FAQ
Hi Nuno, all,

I didn't test it, but yeah that should fix the # problem. :-) BTW, I also
had other ideas about checking for <?, <%, <script>, etc. tags in the inline
HTML scanning part, so the largest chunk of HTML is always grabbed (I'll
send the patch in the future; didn't modify anything yet, and it's not
related to the subject anyway :-)).

Still wondering about the behavior of re2c at EOF being different than
Flex -- can't re2c have an addition/enhancement that simply keeps track of
the rule that *would have* matched before hitting EOF (e.g. YYCURSOR >=
YYLIMIT) and then jump to it when doing the YYFILL check?

Another thing that isn't working is the warning about /* Unterminated
comments... (never seen). The optimization for comment parsing I was going
to do (along with the above HTML stuff) would also work around that -- not
using re2c rules, but a manual scan or zend_memnstr() for the closing */.

Like I said in the comments for Bug #45372, if the last thing at the end of
a file is matched by a variable length rule, it will not be returned.
Because of

#define YYFILL(n) { if (YYCURSOR >= YYLIMIT) return 0; }

I put the ? in the subject line because I'm not sure how important this
really is, but it just seems broken to me (though it's usually with invalid
code), and I couldn't think of a workaround with my limited knowledge of
re2c (though I think it would need to be changed internally). Some things
this affects are 1) the tokenizer extension -- the last token won't be
returned (if variable length, of course); 2) highlighting (if someone is
trying to "see" an unclosed string error, for example? PHP highlighting on
forums...), and parse errors can be different than previously if the parser
gets one less token, for example:

$foo = "Unclosed string<newline> // Different error line number; I think
the space before the quote is the last token returned (even w/o newline)

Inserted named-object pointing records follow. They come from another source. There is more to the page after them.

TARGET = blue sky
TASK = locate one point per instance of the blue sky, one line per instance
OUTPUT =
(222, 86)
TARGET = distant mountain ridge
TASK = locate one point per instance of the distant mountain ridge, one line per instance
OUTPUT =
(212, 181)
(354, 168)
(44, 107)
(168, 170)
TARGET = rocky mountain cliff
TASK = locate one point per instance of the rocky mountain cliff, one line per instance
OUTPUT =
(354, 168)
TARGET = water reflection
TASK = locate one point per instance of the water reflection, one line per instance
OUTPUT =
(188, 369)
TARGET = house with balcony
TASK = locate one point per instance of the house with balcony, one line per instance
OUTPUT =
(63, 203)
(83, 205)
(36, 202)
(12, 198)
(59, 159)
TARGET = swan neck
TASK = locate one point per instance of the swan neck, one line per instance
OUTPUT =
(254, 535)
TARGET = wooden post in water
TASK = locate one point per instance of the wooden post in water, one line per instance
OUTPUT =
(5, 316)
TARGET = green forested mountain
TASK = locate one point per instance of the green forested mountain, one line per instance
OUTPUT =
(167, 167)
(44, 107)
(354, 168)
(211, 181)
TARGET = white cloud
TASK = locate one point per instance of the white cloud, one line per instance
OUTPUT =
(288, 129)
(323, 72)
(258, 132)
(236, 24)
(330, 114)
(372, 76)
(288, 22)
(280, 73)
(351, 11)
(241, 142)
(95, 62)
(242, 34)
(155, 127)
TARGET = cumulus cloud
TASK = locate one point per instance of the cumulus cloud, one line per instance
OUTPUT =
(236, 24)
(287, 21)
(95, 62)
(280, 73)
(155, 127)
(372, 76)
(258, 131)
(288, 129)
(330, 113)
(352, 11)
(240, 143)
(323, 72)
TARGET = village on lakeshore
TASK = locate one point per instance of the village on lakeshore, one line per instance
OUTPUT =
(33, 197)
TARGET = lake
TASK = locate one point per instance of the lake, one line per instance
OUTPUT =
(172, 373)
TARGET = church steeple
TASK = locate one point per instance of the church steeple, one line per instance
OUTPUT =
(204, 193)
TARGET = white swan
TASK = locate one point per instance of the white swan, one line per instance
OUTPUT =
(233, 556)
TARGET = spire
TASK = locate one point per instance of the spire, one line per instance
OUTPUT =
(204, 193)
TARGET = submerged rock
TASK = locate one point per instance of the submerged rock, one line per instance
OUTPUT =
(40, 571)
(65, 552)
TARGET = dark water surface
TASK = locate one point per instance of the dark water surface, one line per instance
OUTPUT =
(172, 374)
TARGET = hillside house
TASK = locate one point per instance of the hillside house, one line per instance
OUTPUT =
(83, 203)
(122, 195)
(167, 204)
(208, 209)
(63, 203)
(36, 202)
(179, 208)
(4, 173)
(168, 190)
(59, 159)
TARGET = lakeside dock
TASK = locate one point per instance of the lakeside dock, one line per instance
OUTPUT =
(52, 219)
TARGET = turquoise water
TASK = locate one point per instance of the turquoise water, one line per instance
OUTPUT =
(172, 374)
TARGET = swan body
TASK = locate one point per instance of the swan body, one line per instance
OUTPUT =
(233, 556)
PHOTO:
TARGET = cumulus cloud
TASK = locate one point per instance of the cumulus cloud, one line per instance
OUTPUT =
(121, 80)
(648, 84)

function test // *Nothing* after test, used to say expecting '(', now says
expecting T_STRING; again, space before test is the last token

function test()
OR
array

at the end of a file work the same still because ")" and "array" are fixed
length matches... Or, add a few newlines at the end and they won't be
counted, etc.

It's been awhile since I checked out the details, so I can't recall at the
moment if there are more serious examples. Also not sure if some of this is
affecting the ini scanner (see Bug #45384), as I haven't really look at its
code.

What are everyone's thoughts...?


- Matt


----- Original Message -----
From: "Nuno Lopes"
Sent: Tuesday, July 08, 2008
nlopess Tue Jul 8 15:16:35 2008 UTC

Modified files: (Branch: PHP_5_3)
/ZendEngine2 zend_language_scanner.l
Log:
now really fix once and for all the #-style comments.
also remove some duplicated code in <?, <%, <%= handlers. this also has
the side-effect of producing better bytecodes in some special cases
http://cvs.php.net/viewvc.cgi/ZendEngine2/zend_language_scanner.l?r1=1.131.2.11.2.13.2.21&r2=1.131.2.11.2.13.2.22&diff_format=u

Search Discussions

  • Nuno Lopes at Jul 9, 2008 at 11:21 pm

    I didn't test it, but yeah that should fix the # problem. :-) BTW, I also
    had other ideas about checking for <?, <%, <script>, etc. tags in the
    inline
    HTML scanning part, so the largest chunk of HTML is always grabbed (I'll
    send the patch in the future; didn't modify anything yet, and it's not
    related to the subject anyway :-)).
    my code doesn't find the optimal largest chunk of inline html, but almost.
    It just gives up when it finds a potential tag. It can be made optimal
    easily, at some expense. I don't know if it's beneficial or not.

    Still wondering about the behavior of re2c at EOF being different than
    Flex -- can't re2c have an addition/enhancement that simply keeps track of
    the rule that *would have* matched before hitting EOF (e.g. YYCURSOR >=
    YYLIMIT) and then jump to it when doing the YYFILL check?
    Yes, this is horrible.. I'm also afraid there might be some other corner
    cases that we are returning EOF where we shouldn't. This behaviour can be
    workarounded with the state feature though.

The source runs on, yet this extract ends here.